Politically, Athenian democracy did much to disillusion Plato: He had seen its courts condemn his master. On his travels he had formed a high opinion of the tyrants ruling the Greek cities of Sicily and Italy. So when Plato came to sketch the ideal state in The Republic, his system resembled that of the Spartans. He recommended that power be entrusted to the Guardians, a small intellectual elite, specially bred and trained to understand Ideas, governing under the wisest man of all, the Philosopher-King. The masses would simply do their jobs as workers or soldiers and obey their superiors. Democracy, he concluded, by relying on amateurs, was condemned to failure through the fatal flaws in the character of those who would govern.
Plato’s most celebrated pupil was Aristotle (384-322 B.C.), called the “master of those who know.” Son of a physician at the court of Philip of Macedon and tutor to Alexander the Great, Aristotle was interested in everything. He wrote on biology, logic, ethics, literary criticism, political theory. His work survives largely in the form of notes on his lectures taken by his students. Though he wrote 158 studies of the constitutions of Greek cities, only the study of Athens survives. Despite their lack of polish, these writings have had enormous influence.

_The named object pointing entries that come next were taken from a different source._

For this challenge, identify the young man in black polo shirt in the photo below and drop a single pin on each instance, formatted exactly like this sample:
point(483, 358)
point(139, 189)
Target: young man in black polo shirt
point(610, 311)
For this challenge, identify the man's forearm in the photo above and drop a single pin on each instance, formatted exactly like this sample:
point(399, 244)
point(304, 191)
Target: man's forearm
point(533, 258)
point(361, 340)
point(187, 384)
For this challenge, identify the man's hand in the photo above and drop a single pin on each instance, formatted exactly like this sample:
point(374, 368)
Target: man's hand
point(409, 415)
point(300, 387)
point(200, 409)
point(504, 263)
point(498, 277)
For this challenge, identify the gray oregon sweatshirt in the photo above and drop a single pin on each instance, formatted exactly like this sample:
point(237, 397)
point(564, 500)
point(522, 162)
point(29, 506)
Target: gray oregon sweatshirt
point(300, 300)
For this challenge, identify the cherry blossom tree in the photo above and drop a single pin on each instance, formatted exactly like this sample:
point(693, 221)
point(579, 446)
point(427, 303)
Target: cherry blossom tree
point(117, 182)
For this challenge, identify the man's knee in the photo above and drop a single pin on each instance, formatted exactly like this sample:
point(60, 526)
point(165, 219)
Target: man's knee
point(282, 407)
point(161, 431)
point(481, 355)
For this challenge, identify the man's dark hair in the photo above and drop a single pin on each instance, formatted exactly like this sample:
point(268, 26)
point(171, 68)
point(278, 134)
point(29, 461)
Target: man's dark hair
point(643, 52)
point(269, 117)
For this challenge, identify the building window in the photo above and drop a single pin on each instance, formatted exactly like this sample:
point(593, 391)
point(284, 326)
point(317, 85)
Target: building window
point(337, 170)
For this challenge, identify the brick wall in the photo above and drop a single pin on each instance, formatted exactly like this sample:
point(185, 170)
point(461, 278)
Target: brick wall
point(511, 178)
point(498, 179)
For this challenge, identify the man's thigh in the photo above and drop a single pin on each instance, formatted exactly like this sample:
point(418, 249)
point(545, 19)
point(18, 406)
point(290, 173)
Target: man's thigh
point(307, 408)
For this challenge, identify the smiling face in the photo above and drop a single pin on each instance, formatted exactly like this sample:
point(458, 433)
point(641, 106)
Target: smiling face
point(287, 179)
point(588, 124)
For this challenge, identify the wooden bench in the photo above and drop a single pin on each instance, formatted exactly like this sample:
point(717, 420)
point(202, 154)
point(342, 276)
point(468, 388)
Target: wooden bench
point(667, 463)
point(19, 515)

The first to use scientific methods, Aristotle classified living organisms into groups, much as modern biologists do, and extended the system to other fields- government, for example. He maintained that governments were of three forms-rule by one man, rule by a few men, or rule by many men-and that there were good and bad types of each, respectively monarchy and tyranny, aristocracy and oligarchy, polity and mob rule. Everywhere-in his Logic, Poetics, and Politics-he laid foundations for later inquiry. Though he believed that people should strive and aspire, he did not push them on to Socrates’ goal of self-knowledge or Plato’s lofty ascent to the Idea of the Good. He urged instead the cultivation of the Golden Mean, the avoidance of excess on either side-courage, not foolhardiness or cowardice; temperance, not overindulgence or abstinence; liberality in giving, not prodigality or meanness.
Later, in the period after Alexander, two other schools of Hellenic philosophy developed, the Epicurean and the Stoic. Epicurus (341-271) counseled temperance and reason, carrying further the principle of the Golden Mean. Though he defined pleasure as the key to human happiness, he ranked spiritual joys above those of the body, which he recommended should be satisfied in moderation. Although the gods existed, he taught that they did not interest themselves in human affairs. The Stoics, founded by Zeno (c. 333-262) got their name from the columned porch (Stoa) in the Athens agora from which he first taught. They preferred to repress the physical desires altogether. Since only the inward divine reason counted, the Stoics preached total disregard for social, physical, or economic differences. They became the champions of slaves and other social outcasts, anticipating to some degree one of the moral teachings of Christianity.